There were two main products of the Burn Lantern Co. era, the “Schultz” Lantern, and the “Burn” Lift Lantern. Although both lanterns were designed by Ernest Schultz. The Burn Lift lantern was the successor to the Burn & Robinson Improved Lift Lantern, also designed by Schultz. The B&R Improved is one of the most popular lanterns in Canada during the 1880s, so naturally a successor with improvements over that model was a logical step for Schultz.
It’s main change was the lantern now didn’t use the glass globe for the structural integrity of the lantern, it more just holds everything in place. On the B&R improved, when a user lifted the lantern, the full weight of the globe was put on two brass clips on the edge of the globe. With this lantern, the weight of the lifting is done by the globe guard. Wires straddling the tubes lift up on the guard, bringing the globe with it. This method is a much safer design, for the globe, than the B&R Improved.
On the top of the lantern are 3 patents:
- Febuary 22, 1886. This is for the original “Schultz’s Improved lift lantern that the B&R Improved is made off of.
- April 17, 1886. This is Walter Burns only lantern related patent, at least in Canada. Although it is not supremely relevant to this lantern, it is instead for the globe guard used on the B&R Improved. I’m not sure why this patent is on the lantern, other than to protect their patent rights.

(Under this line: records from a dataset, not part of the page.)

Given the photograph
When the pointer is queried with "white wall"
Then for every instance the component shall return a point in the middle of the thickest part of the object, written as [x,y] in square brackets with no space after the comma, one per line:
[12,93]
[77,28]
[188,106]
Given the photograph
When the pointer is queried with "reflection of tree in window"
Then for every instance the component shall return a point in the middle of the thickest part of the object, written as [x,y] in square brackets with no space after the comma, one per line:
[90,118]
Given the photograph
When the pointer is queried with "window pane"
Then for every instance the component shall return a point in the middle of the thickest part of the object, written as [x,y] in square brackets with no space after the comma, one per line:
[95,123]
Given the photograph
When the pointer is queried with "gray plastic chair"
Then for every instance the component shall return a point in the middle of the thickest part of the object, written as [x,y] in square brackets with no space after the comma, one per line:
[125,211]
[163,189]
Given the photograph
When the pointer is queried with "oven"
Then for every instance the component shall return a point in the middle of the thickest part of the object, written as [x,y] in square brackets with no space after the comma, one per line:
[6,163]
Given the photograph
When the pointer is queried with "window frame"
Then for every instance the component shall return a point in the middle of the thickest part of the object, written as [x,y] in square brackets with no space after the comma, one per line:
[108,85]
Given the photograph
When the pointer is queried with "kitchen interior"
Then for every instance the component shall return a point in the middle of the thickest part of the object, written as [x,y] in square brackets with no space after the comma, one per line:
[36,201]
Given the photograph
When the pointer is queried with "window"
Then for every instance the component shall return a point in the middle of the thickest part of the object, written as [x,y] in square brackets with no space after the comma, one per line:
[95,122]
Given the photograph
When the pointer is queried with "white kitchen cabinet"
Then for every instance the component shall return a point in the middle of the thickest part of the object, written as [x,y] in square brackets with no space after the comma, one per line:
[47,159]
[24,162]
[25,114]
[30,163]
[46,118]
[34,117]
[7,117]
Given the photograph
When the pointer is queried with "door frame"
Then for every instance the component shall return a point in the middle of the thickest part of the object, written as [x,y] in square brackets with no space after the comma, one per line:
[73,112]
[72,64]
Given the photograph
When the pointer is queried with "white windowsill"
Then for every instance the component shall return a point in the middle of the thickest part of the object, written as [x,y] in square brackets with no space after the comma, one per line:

- February 1, 1888. This patent covers the lifting mechanism, globe guard and a few other things, like the safety locking cone found on Schultz lanterns. Reason I date this lantern to 1889 and later is the original version of this lantern was made with the Burn & Robinson style bail connectors, not the wrap around bail seen on the lantern. Ernest Schultz first started using that bail in 1889.